BRICS: Inheriting Bandung Non-Aligned Spirit

Pada Pertemuan Puncak ke-17 BRICS di Museum of Modern Art (MAM) di Rio de Janeiro, Presiden Brasil Luiz Inácio Lula da Silva menyatakan bahwa blok BRICS mewakili semangat Konferensi Asia-Afrika yang bersejarah—lebih dikenal sebagai Konferensi Bandung—yang menentang dominasi oleh kekuatan utama dunia. Presiden Indonesia Prabowo Subianto turut hadir dalam pertemuan tersebut, menandai partisipasi Indonesia sebagai anggota penuh BRICS.

Lula mengungkapkan pandangannya saat sesi pertama pertemuan BRICS, menekankan bahwa BRICS membawa semangat dari Konferensi Bandung yang tidak berpihak pada kekuatan besar dunia. Ia juga menyoroti krisis multilateralisme yang belum pernah terjadi sebelumnya, yang sedang dihadapi oleh dunia saat ini.

Sebagai penerus Gerakan Non-Blok Bandung, BRICS dianggap Lula sebagai simbol dari semangat tersebut. Dia juga mengingatkan bahwa kebanyakan anggota BRICS saat ini adalah di antara penandatangan asli Piagam Perserikatan Bangsa-Bangsa (PBB). Lula menekankan bahwa BRICS mewarisi Gerakan Non-Blok dalam lanskap global kontemporer.

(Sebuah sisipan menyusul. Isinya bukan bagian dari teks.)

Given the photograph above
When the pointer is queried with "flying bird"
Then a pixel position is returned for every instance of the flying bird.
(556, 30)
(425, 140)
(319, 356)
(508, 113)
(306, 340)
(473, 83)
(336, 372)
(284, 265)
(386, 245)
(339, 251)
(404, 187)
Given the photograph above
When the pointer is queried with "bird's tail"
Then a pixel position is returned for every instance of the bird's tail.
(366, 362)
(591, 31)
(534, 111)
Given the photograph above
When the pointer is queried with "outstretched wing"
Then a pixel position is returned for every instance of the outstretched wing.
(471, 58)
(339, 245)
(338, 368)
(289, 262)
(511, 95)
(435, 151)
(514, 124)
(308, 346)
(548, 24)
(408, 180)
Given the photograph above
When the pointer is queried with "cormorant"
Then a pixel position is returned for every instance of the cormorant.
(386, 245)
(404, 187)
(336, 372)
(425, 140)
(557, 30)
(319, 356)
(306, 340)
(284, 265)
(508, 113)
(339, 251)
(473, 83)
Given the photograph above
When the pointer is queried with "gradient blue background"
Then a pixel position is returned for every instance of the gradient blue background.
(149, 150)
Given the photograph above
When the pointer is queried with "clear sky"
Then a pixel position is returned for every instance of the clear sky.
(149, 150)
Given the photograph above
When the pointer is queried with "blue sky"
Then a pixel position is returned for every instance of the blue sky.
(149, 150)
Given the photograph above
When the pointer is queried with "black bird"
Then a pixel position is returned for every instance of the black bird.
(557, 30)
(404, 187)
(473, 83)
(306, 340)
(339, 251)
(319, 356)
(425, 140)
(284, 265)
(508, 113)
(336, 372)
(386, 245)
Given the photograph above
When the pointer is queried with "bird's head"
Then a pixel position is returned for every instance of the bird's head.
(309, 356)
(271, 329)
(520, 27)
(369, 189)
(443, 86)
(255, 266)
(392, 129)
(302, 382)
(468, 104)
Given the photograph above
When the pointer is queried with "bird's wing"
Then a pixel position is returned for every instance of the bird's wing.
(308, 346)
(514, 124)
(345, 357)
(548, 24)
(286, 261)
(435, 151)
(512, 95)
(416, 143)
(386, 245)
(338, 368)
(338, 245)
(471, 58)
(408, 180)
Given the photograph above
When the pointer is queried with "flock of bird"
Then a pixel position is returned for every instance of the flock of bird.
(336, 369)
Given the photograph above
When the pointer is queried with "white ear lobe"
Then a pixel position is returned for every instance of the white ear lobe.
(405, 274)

Indonesia resmi menjadi anggota BRICS sejak 1 Januari 2025. Pertemuan dijadwalkan sebagai forum bagi para pemimpin BRICS untuk mengatasi berbagai tantangan politik dan keamanan, reformasi institusi tata kelola global, dan memperkuat kerja sama multilateral. Para pemimpin juga diharapkan membahas isu-isu ekonomi dan keuangan yang mendesak, kesempatan untuk kolaborasi di sektor-sektor baru seperti tata kelola kecerdasan buatan, tindakan iklim dan perlindungan lingkungan, serta kesehatan global.